Cuando Petronila trepó a la carreta, la inquietud de Correntino se manifestó en una pregunta:
-¿Se jué el comesario, m’hija?
-Se jué pa las casas: no güelve hasta la noche.
-Y la indiada, ¿se jué?
-No queda ni un ánima; acostate, acostate…
Petronila de un tirón se desprendió los broches del corpiño. Con los senos al aire, flácidos y estrujados, se puso a peinar sus cabellos. Correntino la miraba con respeto, inmóvil. Ella se tiró lentamente en el colchón.
Las maderas del piso crujieron. Por la entreabierta ventanilla de cuero entraba el frescor de la mañana.

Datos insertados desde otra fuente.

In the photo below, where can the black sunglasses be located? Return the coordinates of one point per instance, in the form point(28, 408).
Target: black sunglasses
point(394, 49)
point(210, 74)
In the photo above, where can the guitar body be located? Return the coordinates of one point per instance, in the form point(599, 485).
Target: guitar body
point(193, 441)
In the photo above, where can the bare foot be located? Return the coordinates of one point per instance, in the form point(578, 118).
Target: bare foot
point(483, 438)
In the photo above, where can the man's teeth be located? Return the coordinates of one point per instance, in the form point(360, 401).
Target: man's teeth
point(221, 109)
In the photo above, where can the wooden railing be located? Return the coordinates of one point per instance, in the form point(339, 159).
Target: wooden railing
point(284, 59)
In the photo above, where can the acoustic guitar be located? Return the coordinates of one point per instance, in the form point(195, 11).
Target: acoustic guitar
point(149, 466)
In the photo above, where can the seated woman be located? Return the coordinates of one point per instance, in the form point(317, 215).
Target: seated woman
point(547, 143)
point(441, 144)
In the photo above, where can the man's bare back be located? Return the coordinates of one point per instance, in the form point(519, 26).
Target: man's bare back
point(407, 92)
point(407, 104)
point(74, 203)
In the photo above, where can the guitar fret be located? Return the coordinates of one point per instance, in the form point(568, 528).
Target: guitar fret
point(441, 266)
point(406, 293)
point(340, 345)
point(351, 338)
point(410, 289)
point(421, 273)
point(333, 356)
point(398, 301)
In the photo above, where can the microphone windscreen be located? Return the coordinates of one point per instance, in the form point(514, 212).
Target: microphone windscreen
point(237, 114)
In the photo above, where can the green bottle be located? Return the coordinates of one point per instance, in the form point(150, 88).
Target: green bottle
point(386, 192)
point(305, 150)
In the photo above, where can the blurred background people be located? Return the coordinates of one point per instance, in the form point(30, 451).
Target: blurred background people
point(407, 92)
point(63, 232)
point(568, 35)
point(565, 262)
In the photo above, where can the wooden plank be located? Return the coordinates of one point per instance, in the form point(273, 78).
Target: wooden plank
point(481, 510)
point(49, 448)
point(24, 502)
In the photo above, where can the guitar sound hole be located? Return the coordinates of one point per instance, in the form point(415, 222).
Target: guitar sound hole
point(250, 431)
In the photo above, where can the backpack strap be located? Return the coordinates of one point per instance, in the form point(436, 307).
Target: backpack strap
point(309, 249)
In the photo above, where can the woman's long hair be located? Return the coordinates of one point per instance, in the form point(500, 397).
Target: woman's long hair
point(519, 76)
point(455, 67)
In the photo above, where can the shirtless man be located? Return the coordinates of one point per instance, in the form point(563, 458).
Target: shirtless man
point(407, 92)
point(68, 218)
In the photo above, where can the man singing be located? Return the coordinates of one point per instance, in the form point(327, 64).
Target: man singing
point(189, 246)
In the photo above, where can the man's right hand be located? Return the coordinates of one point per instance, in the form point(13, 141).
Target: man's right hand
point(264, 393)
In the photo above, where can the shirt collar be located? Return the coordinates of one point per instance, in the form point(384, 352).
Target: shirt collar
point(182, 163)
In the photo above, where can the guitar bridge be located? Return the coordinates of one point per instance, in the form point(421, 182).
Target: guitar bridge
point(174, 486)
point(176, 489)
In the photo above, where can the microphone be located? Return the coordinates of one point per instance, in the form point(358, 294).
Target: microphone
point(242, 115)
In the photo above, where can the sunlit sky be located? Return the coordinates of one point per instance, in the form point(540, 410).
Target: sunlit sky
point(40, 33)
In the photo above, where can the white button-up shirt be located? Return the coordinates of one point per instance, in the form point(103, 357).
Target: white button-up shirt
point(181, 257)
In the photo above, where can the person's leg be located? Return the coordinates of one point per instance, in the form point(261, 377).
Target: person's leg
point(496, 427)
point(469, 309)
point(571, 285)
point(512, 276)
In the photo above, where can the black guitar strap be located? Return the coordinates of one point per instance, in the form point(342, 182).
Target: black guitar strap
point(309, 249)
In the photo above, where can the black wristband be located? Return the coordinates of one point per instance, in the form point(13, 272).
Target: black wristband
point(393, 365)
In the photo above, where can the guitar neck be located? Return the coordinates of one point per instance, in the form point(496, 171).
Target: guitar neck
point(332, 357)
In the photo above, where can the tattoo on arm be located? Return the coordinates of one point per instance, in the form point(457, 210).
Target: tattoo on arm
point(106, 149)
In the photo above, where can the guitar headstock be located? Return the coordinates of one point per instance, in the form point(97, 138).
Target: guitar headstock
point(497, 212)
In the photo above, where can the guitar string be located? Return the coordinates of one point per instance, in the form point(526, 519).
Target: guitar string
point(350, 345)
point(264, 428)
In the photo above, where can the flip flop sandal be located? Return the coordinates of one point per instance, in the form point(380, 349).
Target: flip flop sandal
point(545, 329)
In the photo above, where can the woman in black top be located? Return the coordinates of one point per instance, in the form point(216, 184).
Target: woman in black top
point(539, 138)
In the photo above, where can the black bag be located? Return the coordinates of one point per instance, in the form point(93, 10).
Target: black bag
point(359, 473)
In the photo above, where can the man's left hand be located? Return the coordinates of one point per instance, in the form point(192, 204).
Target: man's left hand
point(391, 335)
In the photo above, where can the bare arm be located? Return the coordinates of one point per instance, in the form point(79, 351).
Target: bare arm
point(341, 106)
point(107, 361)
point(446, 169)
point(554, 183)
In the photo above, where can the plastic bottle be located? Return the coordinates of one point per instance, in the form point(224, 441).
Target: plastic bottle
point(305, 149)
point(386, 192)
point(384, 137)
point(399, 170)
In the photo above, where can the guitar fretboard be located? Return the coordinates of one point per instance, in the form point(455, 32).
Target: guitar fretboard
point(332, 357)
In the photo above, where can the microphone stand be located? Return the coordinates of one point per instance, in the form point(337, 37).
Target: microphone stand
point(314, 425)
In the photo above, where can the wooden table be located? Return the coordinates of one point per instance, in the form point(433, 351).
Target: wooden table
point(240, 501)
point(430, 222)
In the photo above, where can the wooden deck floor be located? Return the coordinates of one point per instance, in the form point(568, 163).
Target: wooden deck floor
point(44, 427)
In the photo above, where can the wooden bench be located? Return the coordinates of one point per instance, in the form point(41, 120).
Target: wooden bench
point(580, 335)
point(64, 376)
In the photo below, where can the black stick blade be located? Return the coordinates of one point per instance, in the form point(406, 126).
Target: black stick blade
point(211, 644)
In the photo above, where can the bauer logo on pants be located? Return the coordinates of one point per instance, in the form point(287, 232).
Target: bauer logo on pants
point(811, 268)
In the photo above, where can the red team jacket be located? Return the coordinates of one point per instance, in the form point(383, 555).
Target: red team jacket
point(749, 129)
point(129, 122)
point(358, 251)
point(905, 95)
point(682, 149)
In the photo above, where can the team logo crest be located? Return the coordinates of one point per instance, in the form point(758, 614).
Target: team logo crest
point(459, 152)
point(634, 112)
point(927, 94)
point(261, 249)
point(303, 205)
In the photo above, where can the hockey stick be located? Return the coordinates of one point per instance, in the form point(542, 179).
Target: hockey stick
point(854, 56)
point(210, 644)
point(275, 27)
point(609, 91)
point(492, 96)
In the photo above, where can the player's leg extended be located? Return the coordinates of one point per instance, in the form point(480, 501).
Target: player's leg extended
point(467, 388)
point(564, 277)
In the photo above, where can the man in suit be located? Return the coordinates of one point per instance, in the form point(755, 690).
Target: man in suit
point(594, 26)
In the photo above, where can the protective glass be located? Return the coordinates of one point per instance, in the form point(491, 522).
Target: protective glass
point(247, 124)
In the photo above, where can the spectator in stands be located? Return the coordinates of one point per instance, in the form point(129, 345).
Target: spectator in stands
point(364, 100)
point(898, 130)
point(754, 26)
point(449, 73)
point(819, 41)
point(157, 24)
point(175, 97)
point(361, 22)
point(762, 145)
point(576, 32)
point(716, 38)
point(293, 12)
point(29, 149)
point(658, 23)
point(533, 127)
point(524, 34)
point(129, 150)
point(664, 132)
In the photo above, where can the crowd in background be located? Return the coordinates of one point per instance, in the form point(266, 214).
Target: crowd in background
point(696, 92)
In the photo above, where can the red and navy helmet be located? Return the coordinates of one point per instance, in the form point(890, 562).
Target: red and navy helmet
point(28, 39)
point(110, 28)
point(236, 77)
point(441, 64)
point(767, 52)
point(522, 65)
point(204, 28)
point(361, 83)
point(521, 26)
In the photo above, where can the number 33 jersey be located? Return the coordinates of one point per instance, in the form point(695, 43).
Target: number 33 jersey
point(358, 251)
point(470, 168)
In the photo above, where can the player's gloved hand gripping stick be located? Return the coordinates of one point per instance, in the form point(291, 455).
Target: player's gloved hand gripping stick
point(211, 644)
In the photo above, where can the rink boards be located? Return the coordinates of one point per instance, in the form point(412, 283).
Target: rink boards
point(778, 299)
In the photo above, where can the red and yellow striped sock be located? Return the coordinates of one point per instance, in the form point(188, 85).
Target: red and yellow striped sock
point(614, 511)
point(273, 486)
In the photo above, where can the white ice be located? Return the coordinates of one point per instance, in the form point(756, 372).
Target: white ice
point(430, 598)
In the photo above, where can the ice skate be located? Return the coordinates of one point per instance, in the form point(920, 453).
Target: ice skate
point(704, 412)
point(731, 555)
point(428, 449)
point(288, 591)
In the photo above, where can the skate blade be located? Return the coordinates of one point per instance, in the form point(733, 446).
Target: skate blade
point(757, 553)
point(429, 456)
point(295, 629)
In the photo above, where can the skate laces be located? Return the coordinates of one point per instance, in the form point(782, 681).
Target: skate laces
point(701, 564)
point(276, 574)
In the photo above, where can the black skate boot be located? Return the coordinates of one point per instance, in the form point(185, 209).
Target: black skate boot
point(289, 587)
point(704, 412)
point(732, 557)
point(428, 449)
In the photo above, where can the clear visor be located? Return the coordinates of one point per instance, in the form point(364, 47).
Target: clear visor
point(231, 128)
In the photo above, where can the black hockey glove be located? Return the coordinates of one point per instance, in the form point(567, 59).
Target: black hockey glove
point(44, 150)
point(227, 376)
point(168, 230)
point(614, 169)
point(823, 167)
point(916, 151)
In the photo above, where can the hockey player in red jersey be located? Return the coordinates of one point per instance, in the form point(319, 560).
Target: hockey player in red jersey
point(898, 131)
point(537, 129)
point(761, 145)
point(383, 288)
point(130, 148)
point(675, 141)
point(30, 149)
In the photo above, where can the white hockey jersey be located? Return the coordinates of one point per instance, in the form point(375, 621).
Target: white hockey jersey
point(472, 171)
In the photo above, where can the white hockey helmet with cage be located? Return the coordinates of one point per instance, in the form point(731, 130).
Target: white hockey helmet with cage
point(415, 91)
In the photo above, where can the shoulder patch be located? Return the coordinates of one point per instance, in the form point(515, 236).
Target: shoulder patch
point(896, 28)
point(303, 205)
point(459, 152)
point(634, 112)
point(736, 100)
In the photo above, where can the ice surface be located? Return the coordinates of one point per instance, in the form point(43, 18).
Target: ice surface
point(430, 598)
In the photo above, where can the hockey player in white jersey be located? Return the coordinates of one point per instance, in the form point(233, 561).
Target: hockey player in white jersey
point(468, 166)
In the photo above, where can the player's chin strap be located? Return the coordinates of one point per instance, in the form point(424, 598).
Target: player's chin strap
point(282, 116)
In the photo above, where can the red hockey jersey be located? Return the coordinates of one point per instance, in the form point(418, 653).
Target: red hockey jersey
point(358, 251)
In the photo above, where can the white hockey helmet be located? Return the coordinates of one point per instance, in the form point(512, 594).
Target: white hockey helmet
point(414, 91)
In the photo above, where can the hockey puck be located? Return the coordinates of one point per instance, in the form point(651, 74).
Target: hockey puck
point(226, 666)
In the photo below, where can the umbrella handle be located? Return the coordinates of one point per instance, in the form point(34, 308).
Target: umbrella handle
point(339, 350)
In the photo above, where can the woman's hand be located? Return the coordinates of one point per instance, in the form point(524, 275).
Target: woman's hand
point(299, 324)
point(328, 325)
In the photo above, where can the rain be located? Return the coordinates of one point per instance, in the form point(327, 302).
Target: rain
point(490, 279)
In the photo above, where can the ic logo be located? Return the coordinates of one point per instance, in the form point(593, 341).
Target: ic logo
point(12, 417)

-Primero cerrá bien, Petronila, ¿querés?
La mujer, ante la desconfianza de Correntino, irguiéndose, juntó el cuero al marco de la ventana. La celestina, escondida abajo de la carreta seguía los movimientos de la pareja. Al hacerse el silencio, escurrió su menguado cuerpo entre los arreos y enseres, para colocarse estratégicamente. Cuando creyó que la pareja estaba entregada al acto vivo y bestial, asomò su cabeza encanecida. La luz que se colaba ayudó a la vieja en su afán de identificación. Al principio la escena le resultó confusa, mas luego fue dominándola. Encima de Petronila, Correntino parecía un monstruo aferrado al piso. La mujer le levantaba la camisa y acariciaba con las manos las espaldas.
La vieja alcanzó a ver las dos cicatrices, anchas y profundas, huellas de dos troncos de ñandubay caídas sobre aquellas espaldas cuando Correntino era niño. Escondiendo la cabeza, la González murmuró:
-¡Es m’hijo!... ¡Marica como el padre!...
Y, llevándose a la boca unas hojas verdes que arrancó del pasto, se alejó murmurando por lo bajo.